Es wird dann auch – über reine Andeutungen hinaus – nicht ganz klar, wo genau das Architektonische in Kubricks Werk zu verorten ist. Positiv ist zu bemerken, dass dem Band zwei lange und aufschlussreiche Interviews – eines mit Jan Harlan (Kubricks Schwager), ein weiteres mit Andew Birkin (einem Produktionsassistenten bei Kubricks 2001) – angehängt sind. Schlecht fällt hingegen die fehlende Bibliografie auf.

Der zweite Band, der sich mit Kubrick monografisch auseinandersetzt, stammt von Georg Seeßlen und Ferdinand Jung.
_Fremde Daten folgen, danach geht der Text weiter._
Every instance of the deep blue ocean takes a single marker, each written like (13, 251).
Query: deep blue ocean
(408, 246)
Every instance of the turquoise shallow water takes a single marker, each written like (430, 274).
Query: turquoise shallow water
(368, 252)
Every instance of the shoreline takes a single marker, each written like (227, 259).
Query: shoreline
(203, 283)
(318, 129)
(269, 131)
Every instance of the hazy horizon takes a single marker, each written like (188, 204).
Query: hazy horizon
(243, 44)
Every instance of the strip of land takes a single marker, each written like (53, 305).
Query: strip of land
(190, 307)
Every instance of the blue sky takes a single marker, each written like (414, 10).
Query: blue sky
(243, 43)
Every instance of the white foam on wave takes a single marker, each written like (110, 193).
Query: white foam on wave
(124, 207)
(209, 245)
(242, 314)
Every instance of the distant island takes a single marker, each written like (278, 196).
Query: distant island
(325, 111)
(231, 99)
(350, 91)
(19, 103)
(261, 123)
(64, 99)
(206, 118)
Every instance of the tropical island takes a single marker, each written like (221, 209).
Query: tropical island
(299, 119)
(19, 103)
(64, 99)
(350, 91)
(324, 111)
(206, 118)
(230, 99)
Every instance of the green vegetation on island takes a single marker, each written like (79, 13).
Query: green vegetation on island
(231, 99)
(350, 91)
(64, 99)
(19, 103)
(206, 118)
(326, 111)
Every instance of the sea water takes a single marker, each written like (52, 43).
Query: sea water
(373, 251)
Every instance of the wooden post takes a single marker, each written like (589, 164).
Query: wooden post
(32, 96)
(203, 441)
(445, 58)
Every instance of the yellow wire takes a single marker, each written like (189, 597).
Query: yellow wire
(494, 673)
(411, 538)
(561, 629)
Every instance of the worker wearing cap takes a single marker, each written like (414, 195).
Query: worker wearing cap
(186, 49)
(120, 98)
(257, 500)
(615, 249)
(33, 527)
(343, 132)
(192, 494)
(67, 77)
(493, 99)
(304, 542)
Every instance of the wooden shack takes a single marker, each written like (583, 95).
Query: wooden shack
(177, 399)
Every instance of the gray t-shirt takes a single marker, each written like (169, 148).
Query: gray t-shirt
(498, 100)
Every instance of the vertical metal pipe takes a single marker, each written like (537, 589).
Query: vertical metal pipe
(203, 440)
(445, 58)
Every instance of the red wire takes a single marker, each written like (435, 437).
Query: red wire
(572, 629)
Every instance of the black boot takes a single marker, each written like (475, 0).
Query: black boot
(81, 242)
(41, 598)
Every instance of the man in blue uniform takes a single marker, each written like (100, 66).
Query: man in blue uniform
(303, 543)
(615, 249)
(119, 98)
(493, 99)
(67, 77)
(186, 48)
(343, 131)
Seeßlen, der Vielschreiber der bundesdeutschen Kinopublizistik liefert wie gewohnt eine sehr sorgsam recherchierte und mit sehr genauen und stichhaltigen Analysen versehene kommentierte Filmografie zu Kubrick ab.

Auch in “Stanley Kubrick und seine Filme” (schon weniger programmatisch als der Heyne-Titel und lässt daher noch Überraschungen zu) findet die Betrachtung chronologisch statt. Zuvor bestechen die Autoren jedoch durch einen über achtzigseitigen Essay über Motive, Legenden und Strukturen Kubrick’scher Filme.

Die Analysen Seeßlens und Jungs sind originell und basieren auf einer genauen Lektüre der Filme. Dass man es mit einem populärwisschenschaftlichen Band zu tun hat, fällt nicht nur an der spärlich(er)en Bebilderung auf, sondern auch daran, dass im Anhang Quellennachweise, Bibliografien und eine umfassende Filmografie zu Kubrick genannt werden.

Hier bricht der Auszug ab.